Ex-vendedor da DBR expõe irregularidades e cobra direitos na Justiça
TL;DR: Ex-vendedor da DBR expõe irregularidades como manipulação de metas, estorno de comissões, jornada excessiva e diferença salarial. Caso mostra práticas abusivas comuns no mercado. Trabalhadores têm direitos garantidos pela lei.
Ex-vendedor da DBR expõe irregularidades e cobra direitos na Justiça
Você já ouviu falar na DBR Distribuidora Brasileira de Recargas? E na Cardway Holding? Se você trabalha ou trabalhou em alguma delas, este artigo pode ser muito importante.
Um ex-funcionário entrou com uma ação na Justiça alegando diversos problemas enfrentados durante o período em que esteve vinculado à empresa. A reclamação traz à tona situações que, infelizmente, ainda são comuns em muitos locais de trabalho — e que podem estar acontecendo com outras pessoas sem que percebam.

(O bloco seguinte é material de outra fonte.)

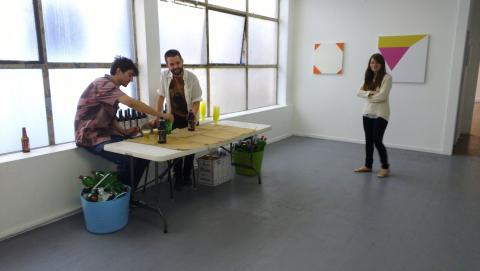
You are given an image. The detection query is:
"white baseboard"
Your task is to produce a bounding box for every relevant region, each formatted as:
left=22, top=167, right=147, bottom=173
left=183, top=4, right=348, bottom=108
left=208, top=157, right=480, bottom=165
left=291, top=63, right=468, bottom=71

Neste artigo, explicamos de forma simples o que está sendo discutido no processo e quais são os direitos garantidos pela lei.
Resumo Rápido
- DBR e Cardway Holding envolvidas em ação trabalhista
- Práticas abusivas: metas alteradas, comissões estornadas
- Jornada excessiva com controle por aplicativos
- Diferença salarial para mesma função questionada
- Direitos trabalhistas garantidos por lei
- Prazo de 2 anos para ação judicial após demissão
Manipulação de metas e prejuízo nas comissões
A remuneração do trabalhador era composta por salário fixo e comissões, mas ele relatou diversos problemas com o pagamento da parte variável:
- As metas eram divulgadas tardiamente ou alteradas no meio do mês;
- Se não atingisse 80% da meta, não recebia nenhuma comissão — mesmo tendo vendido;
- A empresa estornava comissões alegando inadimplência de clientes;
- Algumas parcelas variáveis eram pagas como "prêmios", para evitar o pagamento de encargos e reflexos legais.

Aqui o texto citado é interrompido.